Le dernier épisode de la série Les Revenants est diffusé ce lundi. Crédit DR

Les Revenants, qui a su captiver les abonnés de Canal Plus, se termine ce lundi. Il est temps de revenir sur cette série qui a su imposer un style bien à part. Commençons par le générique, mettant en scène des animaux noyés flottant entre deux eaux comme une version aquatique de la boutique Deyrolle, et par l'intrigue, a priori banale puisqu'il est question de morts qui reviennent parmi les vivants, mais pourtant originale, puisqu'il ne s'agit point de vampires romantiques ni de zombies décérébrés mangeurs de chair humaine.

Quoi que. Dans le genre vampire, le personnage de Simon, gueule d'amour au regard sombre, tout de noir et blanc vêtu, pourrait tout aussi bien incarner une de ces créatures nocturnes qui déchainent les passions des adolescentes. Coté zombie, il y a quand même Serge, tué par son frère à coups de pelle sept ans plus tôt, qui mange plus souvent que nécessaire les viscères de jeunes imprudentes s'aventurant dans LE passage souterrain mal éclairé de la cité HLM (alors que l'évidence de ne pas s'y aventurer devrait normalement s'imposer).

Arrêtons nous également sur les lieux improbables où se déroule l'intrigue : une ville moyenne, cernée de montagnes (genre Annecy) au bord d'un barrage (genre EDF), une médiathèque flambant neuve (genre financée par le conseil régional), une cité fleurie avec un tunnel spécial agressions (genre Irréversible), une gendarmerie dotée de seulement quatre agents (genre Dexter), un lotissement aux maisons toutes identiques (genre déprimant), une ferme isolée dans la montagne (avec deux cadavres enterrés dans le pré attenant en dehors de toute réglementation légale), une cabane de taxidermiste (genre Norman Bates), un centre d'accueil pour les déshérités avec vue sur la ville (genre Mulholland Drive), un entrepôt faisant office de bar pour des jeunes qui jouent au billard (genre n'importe où aux US) et un restaurant qui ressemble à un Denny's America's Diner (mais dont le patron ferait la gueule).

Des endroits qui ne donnent pas vraiment envie de vivre à la montagne et encore moins d'y retourner quand on est mort. À noter cependant que la majorité des scènes se déroule dans la cuisine de la mère de Camille, constamment blonde et la larme à l’œil, qui semble passer la plus grande partie de son existence à préparer des sandwiches pour les morts qui débarquent régulièrement chez elle.
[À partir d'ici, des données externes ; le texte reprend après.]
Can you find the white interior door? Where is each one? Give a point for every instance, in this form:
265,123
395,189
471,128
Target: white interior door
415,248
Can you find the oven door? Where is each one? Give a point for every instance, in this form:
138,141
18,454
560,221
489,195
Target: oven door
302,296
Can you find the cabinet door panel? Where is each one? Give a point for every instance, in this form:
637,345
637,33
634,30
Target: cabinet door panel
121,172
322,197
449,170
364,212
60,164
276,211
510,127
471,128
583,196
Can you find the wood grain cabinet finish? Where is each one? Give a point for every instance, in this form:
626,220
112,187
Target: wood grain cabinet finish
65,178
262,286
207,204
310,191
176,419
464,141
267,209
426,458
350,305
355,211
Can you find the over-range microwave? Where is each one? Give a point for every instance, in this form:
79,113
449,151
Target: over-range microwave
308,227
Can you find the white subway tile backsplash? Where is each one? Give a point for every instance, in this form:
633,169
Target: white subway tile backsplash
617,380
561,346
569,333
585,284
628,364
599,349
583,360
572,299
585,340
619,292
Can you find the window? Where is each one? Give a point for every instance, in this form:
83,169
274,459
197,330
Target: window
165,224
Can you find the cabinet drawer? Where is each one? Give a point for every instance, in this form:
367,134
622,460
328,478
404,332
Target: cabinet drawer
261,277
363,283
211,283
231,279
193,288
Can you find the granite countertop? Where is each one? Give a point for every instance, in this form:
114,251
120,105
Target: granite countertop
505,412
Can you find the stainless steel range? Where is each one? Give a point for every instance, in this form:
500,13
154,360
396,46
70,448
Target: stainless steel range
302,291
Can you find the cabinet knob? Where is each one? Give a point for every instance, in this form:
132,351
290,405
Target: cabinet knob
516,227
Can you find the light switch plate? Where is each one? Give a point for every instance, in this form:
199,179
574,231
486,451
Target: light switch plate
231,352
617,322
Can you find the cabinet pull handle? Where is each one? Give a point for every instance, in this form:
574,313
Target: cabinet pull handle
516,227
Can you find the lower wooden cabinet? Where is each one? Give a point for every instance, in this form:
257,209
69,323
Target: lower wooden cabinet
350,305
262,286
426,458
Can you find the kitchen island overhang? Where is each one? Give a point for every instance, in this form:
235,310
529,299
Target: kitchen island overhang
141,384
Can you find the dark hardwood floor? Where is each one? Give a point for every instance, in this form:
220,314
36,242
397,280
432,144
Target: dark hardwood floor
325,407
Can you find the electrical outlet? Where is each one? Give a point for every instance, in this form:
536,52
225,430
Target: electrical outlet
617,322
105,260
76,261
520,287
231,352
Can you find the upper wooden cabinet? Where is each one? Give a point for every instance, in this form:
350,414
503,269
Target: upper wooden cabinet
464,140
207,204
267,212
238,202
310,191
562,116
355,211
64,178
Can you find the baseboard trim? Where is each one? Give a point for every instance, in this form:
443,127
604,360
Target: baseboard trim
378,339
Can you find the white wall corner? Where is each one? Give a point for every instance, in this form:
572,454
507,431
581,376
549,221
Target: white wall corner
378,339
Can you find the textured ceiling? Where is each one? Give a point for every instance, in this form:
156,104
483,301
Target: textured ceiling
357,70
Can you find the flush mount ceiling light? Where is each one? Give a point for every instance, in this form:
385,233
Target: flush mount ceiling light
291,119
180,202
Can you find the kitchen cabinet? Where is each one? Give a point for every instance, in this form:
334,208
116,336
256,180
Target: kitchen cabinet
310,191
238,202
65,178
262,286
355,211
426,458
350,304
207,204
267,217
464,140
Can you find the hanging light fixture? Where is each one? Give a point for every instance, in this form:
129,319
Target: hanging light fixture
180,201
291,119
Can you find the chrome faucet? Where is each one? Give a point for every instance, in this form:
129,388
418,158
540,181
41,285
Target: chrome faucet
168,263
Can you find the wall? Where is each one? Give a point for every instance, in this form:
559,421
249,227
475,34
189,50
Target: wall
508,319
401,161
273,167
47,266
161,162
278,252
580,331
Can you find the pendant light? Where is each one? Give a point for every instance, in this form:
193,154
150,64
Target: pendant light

Mais, l'essentiel de la série, ce sont les personnages, et le fait que, si la plupart des morts sont bien vivants, la plupart des vivants sont morts. Ils portent un poids qui ne leur permet pas de vivre et dont on découvre les funestes secrets au fil des épisodes : l'infirmière lesbienne poignardée, abandonnée et définitivement traumatisée, le tenancier du bar qui a tué son frère psychopathe, le gourou de l'humanitaire qui a laissé assassiner un petit garçon, la jumelle qui a trahi sa sœur en couchant avec son amoureux, le père alcoolique qui a violemment frappé sa fille dans le dos, le gendarme obsédé qui observe sans relâche sa promise à son insu à coups de caméras cachées, la médium nymphomane qui n'a de visions que lorsqu'elle copule à cheval sur un mâle consentant, les parents endeuillés par la mort collective de leurs enfants dans un accident de car scolaire... Le poids des fautes, des deuils impossibles et des péchés est tel dans cette petite bourgade qu'elle attire le shining comme la poisse et fait remonter tous les morts de la terre. Morts qui se rassemblent peu à peu dans les bois autour de grands feux en restant immobiles comme une armée de fantômes menaçants.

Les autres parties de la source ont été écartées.